West also said Maximum Security will not run May 18 in the Preakness “because there’s no Triple Crown on the line for us, and no reason to run a horse back in two weeks if you don’t have to.”
Twenty-two minutes after Maximum Security crossed the finish line Saturday, he was dropped to 17th for interference in the first on-track DQ of a winner in the Derby’s 145-year history. There were screams of outrage from the crowd of 150,729, many of whom bet on him.
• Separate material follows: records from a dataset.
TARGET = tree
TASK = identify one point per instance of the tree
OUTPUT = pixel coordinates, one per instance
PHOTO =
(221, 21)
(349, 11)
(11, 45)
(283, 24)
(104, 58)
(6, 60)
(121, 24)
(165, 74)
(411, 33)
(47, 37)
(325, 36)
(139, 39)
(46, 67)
About 90 minutes later came a tweet from Twinspires.com, Churchill Downs’ Internet betting site, saying it would refund win bets of up to $10 on Maximum Security. According to the track, all-sources win action on him was $6,212,046, with only a tiny percentage from small bets on Twinspires.com.
Dan in Kentucky tweeted this response: “If you’re refunding people money based on your call, then that shows you’re second-guessing your call in the first place.”
West was shaken but philosophical after leaving the winner’s circle without the trophy. “That’s horse racing,” he said. “Sometimes you win and sometimes you lose. Sometimes you win and you lose all in the same race.”
A few hours later, in a phone interview with The Associated Press, West said: “I think this is the most egregious disqualification in the history of horse racing, and not just because it’s our horse.”
Video shows front-running Maximum Security veered out two or three paths leaving the far turn. He impeded War of Will and Long Range Toddy and also bothered Bodexpress and to a lesser extent Country House, the 65-1 shot who ran second and was awarded the win.
Tyler Gaffalione and War of Will were fortunate they didn’t go down, which might have wiped out seven or eight horses. Trainer Mark Casse marveled that War of Will stayed upright and wasn’t hurt.
“The horse racing world should be happy that War of Will is such an athlete,” Casse said, “because not every horse doesn’t go down there. Should (Maximum Security) have come down? Absolutely. He put people’s lives in danger. He put horses’ lives in danger.”
Flavien Prat (on Country House) and Jon Court (Long Range Toddy) claimed foul. Casse said he told Gaffalione not to “because we were eighth. If we had finished fourth or third or second, we’d have been claiming foul in an instant.”
On Saturday night, stewards Barbara Borden, Butch Becraft and Tyler Picklesimer released a statement that Borden read in the press room. But by refusing to answer questions —there would have been dozens —they fueled the controversy and enraged West.
“I was a bit shocked that the stewards … refused to take a single question from the media,” West told NBC. “So they’ve been about as nontransparent about this whole thing as anything I’ve ever seen in my entire life.”